If it's worth fighting for, you just have to do it. It would be nice if people gave you what you want without having to, but unfortunately, that's not the world we live in (yet). No majority group ever voluntarily relinquishes privilege. In my culture, that's been common knowledge for 400 years. 

(edited)
1 hour ago, possibilities said:

We know it, too, since Jews have been hounded from place to place for millenia. But that doesn't make it right. And allies are made from understanding. Most people don't win their fights without allies, and a lasting peace requires conversion of hearts, not only success via force.

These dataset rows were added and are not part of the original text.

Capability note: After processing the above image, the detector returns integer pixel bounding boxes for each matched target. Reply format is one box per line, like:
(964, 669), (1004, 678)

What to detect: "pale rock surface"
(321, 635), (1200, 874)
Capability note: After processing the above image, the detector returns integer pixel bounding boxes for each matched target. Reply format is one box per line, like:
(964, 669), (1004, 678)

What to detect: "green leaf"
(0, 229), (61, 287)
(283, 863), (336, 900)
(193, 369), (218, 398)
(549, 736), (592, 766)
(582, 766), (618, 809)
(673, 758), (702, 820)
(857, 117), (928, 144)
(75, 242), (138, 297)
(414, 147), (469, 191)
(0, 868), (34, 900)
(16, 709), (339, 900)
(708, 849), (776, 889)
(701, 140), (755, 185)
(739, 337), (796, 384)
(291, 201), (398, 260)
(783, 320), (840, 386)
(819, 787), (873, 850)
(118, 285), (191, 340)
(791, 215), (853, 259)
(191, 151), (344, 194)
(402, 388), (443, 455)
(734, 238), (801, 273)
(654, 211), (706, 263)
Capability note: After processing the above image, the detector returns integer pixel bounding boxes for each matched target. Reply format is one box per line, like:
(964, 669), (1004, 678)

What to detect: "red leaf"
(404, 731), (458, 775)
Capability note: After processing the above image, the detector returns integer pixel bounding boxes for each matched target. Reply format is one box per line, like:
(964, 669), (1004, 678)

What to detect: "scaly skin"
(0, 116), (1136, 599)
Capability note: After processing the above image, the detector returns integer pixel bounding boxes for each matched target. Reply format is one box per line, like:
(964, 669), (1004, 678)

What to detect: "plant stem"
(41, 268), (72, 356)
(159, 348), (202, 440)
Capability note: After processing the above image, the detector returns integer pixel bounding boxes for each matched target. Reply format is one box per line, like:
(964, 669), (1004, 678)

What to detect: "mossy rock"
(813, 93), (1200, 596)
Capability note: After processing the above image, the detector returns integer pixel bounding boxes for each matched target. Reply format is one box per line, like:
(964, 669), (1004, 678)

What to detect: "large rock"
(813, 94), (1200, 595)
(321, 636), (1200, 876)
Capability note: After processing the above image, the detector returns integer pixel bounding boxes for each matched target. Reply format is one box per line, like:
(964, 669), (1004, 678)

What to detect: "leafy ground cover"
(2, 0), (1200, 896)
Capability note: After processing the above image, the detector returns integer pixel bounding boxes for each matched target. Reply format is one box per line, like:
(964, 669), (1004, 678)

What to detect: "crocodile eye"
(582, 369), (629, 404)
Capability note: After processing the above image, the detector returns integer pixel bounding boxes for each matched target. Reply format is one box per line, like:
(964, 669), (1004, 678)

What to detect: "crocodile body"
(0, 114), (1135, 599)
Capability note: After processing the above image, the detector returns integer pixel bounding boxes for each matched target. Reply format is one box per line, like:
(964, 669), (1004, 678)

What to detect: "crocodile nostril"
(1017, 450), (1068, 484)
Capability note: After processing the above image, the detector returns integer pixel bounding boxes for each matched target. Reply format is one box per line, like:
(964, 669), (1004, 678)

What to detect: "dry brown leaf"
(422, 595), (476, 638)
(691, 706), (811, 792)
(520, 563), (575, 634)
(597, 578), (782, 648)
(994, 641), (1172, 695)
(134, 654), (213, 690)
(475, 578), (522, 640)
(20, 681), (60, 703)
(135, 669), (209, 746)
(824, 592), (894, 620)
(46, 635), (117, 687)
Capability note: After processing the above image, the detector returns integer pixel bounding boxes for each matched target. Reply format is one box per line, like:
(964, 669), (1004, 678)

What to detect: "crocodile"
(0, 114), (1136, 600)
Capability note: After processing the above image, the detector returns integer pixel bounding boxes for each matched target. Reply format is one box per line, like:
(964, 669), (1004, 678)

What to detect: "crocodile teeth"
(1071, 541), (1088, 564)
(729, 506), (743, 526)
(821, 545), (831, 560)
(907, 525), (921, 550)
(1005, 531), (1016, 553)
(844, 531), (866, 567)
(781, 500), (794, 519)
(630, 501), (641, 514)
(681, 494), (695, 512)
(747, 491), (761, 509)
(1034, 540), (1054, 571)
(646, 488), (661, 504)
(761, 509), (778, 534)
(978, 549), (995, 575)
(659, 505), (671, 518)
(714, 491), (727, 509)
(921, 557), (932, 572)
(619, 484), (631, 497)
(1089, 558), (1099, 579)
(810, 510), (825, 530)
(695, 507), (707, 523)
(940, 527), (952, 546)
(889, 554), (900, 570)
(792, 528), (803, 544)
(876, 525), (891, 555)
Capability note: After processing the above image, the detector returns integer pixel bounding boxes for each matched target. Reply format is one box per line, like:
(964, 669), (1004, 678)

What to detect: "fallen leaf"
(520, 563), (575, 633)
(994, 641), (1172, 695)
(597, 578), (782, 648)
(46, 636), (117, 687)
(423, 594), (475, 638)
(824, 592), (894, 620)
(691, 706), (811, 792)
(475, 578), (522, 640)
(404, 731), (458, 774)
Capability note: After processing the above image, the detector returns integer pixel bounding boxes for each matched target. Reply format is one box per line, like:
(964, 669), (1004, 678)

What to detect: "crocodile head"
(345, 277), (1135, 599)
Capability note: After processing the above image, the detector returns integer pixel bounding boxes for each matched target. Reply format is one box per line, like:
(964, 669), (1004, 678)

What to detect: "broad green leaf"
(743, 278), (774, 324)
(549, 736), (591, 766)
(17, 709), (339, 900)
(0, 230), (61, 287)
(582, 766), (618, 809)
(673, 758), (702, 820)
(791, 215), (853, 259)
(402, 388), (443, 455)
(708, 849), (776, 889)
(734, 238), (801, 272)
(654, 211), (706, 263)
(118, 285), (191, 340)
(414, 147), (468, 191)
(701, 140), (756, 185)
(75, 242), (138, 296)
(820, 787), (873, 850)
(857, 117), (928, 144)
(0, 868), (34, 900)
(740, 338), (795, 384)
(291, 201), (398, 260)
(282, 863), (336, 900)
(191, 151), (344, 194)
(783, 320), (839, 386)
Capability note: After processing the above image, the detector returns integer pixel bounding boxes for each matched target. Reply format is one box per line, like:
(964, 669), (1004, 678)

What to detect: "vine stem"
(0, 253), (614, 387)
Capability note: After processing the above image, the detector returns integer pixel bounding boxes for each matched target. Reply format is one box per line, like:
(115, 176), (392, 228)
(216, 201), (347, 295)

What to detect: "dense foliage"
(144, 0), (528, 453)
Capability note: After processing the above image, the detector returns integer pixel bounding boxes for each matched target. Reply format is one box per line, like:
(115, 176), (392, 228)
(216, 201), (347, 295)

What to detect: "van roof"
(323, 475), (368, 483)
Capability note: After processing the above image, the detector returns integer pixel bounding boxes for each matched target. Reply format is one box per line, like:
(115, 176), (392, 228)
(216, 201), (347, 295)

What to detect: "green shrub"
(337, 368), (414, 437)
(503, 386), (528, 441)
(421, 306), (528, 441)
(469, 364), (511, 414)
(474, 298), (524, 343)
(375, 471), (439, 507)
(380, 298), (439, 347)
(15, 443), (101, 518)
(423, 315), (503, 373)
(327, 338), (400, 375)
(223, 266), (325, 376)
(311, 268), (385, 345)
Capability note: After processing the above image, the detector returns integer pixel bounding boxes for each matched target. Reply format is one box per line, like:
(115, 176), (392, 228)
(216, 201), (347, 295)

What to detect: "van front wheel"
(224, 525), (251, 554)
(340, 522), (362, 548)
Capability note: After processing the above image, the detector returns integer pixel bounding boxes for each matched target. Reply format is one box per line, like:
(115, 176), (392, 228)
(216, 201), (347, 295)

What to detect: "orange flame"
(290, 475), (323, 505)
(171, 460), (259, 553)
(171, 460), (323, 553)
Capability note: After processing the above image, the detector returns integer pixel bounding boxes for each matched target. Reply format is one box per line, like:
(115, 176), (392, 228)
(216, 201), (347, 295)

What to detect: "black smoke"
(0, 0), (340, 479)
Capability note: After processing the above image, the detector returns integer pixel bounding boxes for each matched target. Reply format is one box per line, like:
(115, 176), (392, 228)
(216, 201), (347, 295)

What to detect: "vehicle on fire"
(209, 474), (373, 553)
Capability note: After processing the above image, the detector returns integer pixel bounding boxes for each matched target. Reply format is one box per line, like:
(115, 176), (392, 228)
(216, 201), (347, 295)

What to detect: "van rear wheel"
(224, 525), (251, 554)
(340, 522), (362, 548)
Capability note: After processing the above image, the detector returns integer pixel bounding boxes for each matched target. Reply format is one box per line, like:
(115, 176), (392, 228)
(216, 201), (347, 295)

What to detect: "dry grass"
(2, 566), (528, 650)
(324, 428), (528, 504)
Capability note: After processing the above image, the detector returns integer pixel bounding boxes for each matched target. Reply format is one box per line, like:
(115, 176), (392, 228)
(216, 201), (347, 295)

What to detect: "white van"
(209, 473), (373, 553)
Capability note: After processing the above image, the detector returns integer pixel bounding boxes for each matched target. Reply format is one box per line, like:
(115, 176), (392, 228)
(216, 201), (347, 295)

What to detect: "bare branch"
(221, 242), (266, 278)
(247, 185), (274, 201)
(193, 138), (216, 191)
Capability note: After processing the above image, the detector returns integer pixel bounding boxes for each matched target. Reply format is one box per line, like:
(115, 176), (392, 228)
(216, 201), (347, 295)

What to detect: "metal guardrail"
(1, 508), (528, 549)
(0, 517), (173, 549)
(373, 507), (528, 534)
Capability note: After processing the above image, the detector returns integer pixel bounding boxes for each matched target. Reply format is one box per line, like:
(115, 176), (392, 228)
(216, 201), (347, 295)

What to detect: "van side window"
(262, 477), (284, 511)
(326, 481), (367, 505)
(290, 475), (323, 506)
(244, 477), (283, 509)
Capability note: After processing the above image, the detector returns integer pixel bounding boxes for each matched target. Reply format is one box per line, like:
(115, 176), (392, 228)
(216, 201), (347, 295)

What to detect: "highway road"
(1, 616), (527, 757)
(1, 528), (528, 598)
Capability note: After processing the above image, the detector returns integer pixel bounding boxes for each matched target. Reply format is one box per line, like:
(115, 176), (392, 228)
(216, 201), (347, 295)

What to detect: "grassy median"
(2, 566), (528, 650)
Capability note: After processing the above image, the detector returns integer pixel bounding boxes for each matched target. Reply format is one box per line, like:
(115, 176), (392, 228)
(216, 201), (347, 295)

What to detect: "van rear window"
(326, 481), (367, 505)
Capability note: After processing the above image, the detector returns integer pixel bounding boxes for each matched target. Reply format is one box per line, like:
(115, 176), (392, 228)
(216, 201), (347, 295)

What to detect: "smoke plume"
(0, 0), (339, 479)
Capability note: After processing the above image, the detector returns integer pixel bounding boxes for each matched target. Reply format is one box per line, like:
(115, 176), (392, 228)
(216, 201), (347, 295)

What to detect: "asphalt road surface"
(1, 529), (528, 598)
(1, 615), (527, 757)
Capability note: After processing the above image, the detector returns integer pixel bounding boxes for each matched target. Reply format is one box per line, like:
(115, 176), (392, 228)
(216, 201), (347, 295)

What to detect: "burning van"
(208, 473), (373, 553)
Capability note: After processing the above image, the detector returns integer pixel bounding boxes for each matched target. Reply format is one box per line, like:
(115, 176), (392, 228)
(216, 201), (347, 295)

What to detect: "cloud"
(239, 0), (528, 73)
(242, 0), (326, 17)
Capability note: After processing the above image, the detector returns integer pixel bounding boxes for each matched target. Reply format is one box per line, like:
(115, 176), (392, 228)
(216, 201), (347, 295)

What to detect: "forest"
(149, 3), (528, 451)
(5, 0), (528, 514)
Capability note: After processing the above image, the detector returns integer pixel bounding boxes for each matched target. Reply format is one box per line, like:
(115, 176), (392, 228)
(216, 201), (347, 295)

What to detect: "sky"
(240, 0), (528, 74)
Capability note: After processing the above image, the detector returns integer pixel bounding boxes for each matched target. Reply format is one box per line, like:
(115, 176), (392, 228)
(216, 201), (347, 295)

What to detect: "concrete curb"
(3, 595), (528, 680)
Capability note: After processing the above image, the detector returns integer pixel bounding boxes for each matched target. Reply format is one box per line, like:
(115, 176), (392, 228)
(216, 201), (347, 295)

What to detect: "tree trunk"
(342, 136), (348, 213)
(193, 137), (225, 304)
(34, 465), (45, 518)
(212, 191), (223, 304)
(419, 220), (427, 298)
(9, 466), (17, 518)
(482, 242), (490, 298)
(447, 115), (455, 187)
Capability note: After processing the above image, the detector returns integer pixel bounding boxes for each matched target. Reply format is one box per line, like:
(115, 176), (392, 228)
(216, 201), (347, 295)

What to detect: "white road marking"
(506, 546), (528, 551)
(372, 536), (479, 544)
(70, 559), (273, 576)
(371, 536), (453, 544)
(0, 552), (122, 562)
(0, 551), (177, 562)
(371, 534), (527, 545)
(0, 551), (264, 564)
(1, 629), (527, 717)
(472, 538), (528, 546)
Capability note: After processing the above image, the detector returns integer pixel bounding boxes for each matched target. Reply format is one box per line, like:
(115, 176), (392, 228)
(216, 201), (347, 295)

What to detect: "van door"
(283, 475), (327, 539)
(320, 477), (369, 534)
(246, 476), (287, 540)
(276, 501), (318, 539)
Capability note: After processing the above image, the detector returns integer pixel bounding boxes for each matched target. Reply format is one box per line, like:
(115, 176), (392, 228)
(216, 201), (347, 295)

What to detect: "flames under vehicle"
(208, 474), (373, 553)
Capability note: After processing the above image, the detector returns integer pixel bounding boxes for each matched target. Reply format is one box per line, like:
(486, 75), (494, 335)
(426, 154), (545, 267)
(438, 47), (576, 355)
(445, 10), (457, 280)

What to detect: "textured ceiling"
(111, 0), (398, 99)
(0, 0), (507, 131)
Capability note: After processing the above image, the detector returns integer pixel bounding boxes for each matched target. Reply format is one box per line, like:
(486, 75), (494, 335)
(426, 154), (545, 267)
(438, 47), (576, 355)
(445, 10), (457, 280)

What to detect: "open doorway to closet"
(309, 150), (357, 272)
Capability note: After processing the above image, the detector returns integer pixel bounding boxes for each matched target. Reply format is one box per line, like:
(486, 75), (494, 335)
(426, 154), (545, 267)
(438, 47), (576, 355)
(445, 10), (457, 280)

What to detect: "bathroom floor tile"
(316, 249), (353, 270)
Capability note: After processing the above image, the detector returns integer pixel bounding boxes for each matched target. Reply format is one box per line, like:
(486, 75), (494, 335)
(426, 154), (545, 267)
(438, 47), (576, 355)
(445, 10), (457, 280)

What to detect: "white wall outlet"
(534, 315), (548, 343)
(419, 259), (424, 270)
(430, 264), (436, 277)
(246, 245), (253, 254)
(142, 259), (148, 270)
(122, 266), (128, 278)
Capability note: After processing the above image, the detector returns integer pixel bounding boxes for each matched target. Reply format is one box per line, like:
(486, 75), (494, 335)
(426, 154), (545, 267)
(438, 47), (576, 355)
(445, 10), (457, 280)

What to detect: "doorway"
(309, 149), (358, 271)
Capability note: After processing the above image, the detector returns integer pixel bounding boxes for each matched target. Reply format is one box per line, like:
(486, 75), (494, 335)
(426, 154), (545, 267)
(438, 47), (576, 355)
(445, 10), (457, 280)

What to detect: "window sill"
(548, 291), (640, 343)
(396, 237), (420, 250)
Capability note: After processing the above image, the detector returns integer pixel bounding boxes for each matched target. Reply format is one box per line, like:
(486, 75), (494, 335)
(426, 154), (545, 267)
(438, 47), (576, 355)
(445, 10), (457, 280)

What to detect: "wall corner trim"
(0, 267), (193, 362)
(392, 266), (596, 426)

I never once said it was right. 

Allies join the fray when individuals give voice to a social problem that affects them and start the fight against it. Otherwise, we'd all be walking around assuming people are aggrieved and speaking for/over them. 

To bring this back to Abbott, Barbara acted immediately when Khadija spoke up for herself about feeling left out. But I'm sure there are Khadijas in the world who participate, who celebrate, who don't care either way, etc. 

Edited by ridethemaverick
On 12/20/2024 at 6:37 PM, possibilities said:

Well, that's why I'm speaking up.

But I also don't excuse people for being passive bigots and not bothering to develop the skill of empathy and curiosity even before they are challenged. If we collectively did more of that, we wouldn't have so many problems in the world.

Similarly, I don't excuse people for being passive aggressive, paternalistic virtue signalers who care more about looking like an ally than actually listening to what marginalized people have to say.